# Big Data Lecture Notes: Stream Join Processing

## Part 1: Introduction to Stream Joins

Joining data is a fundamental operation, but it becomes much more complex when dealing with continuous data streams. A **stream join** is the process of combining data from two or more streams based on a common attribute.

### Types of Stream Joins

We can categorize stream joins based on whether the streams are finite or infinite:

* **Bounded Stream Join**: This occurs when all streams in the join have a defined start and end. Since the total amount of data is finite, this process is similar to a traditional database join.
* **Unbounded Stream Join**: This occurs when at least one of the streams is infinite (it has a start but no end). This is the more challenging scenario.

#### Challenges of Unbounded Joins
1.  **How do you join infinite streams?** Since you can't store an entire infinite stream, you can't perform a traditional join. You need a way to limit the scope of the join.
2.  **How do you handle late or out-of-order data?** Due to network latency, a tuple from one stream might arrive long after its matching tuple from another stream has already been processed and discarded.

---

## Part 2: Joining Unbounded Streams

To handle infinite data, we perform joins on a limited portion of the stream using **windows**. The join is only applied to the tuples currently inside the window for each stream.


### The Problem with Simple Hash Joins

A standard hash join involves building a hash table from one dataset (S) and then probing it with tuples from the other dataset (R). This doesn't work for streams.

* **Question**: What's the problem with this approach for streams?
    * **Answer**: It's all about timing. If a tuple `r` from stream R arrives *before* its matching tuple `s` from stream S, the join will be missed. When `r` probes the hash table for S, `s` won't be there yet.

### Symmetric Hash Join: The Solution

To solve this timing issue, we use a **Symmetric Hash Join**. The key idea is to maintain **two hash tables**, one for each stream (e.g., Hash Table R and Hash Table S).

The process for a newly arriving tuple `r` from Stream R is as follows:
1.  **Probe**: `r` is checked against the *other* stream's hash table (Hash Table S). If a match is found, a join result is produced.
2.  **Hash**: `r` is then inserted into its *own* hash table (Hash Table R), making it available for future tuples arriving on Stream S to find.

The same process happens in reverse when a tuple `s` arrives on Stream S. This symmetry ensures that a join can be made regardless of which matching tuple arrives first.

### Window Sliding Mechanisms for Joins

In a time-based window join, the window must "slide" forward. This can be triggered in two ways:

1.  **Tuple Slide**: The window moves forward **every time a new tuple arrives**. When a new tuple `r` arrives, any tuples that are now outside the new time window are expired and removed from their respective hash tables.
2.  **Time Slide**: The window moves forward based on a **fixed time interval** (e.g., every 10 seconds). This is often managed by breaking the window into smaller "basic windows" and sliding by one or more of these basic units at each interval.

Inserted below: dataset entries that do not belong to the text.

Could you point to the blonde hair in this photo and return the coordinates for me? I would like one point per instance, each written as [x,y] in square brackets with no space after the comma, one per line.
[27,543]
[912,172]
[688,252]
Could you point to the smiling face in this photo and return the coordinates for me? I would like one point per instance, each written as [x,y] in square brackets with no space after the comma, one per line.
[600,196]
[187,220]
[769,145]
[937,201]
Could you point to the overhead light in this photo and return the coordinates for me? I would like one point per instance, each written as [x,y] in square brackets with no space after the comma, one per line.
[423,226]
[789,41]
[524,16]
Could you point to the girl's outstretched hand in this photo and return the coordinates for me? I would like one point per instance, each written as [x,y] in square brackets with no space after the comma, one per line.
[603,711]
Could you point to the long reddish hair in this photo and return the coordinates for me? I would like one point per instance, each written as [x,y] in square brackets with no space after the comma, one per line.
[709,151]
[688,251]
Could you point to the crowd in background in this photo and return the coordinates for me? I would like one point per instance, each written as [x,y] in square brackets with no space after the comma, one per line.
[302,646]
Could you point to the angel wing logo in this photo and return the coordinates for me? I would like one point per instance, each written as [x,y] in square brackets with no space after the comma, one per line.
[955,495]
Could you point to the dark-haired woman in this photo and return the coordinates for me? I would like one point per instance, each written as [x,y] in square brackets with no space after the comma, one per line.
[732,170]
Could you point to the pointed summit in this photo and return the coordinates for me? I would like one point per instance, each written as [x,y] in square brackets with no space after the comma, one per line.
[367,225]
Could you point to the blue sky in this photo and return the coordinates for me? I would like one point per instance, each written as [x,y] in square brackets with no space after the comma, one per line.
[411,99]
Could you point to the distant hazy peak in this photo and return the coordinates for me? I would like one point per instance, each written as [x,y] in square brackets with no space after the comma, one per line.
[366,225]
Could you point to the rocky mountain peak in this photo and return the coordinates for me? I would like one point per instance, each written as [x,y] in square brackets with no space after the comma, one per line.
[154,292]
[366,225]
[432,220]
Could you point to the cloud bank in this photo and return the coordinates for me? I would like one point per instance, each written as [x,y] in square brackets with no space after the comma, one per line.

#### M-Join: Joining More Than Two Streams
The **M-Join** is a multi-way stream join algorithm based on the Symmetric Hash Join. It's used when you need to join three or more streams (e.g., R, S, and T).
* Each stream maintains its own hash table (Hash Table R, S, T).
* When a new tuple `r` arrives on Stream R, it is probed against the hash tables of **all other streams** (S and T) before being inserted into its own hash table (R).

---

## Part 3: Other Join Types

### Challenges of Tuple-Based Window Joins

While time-based windows are common, **tuple-based (count-based) windows** are rarely used for joins due to several unresolved problems:
* **Inconsistent Windows**: If Stream R's window is defined as "100 tuples," what happens if Stream S has a much slower arrival rate? By the time 100 tuples arrive for R, only a few might have arrived for S. This means you'd be joining new data from R with very old data from S.
* **Ambiguous Semantics**: It's unclear how to define a meaningful join across streams with different velocities using a fixed number of tuples. Because of this ambiguity, tuple-based window joins are not a well-researched or practical approach.

### Bounded Stream Joins (Pipelining Join)

This is the simplest case, used when both streams have a defined end.
* **No Window Needed**: Since the datasets are finite, there's no need to expire old tuples.
* **Process**: A Symmetric Hash Join can be used, but with a key difference: tuples are **never removed** from the hash tables. The hash tables grow until they contain all tuples from both streams, at which point the streams end and the join is complete.
* This is also known as a **Pipelining Join** because it processes the data as it flows through the "pipeline" without needing to wait for the streams to end.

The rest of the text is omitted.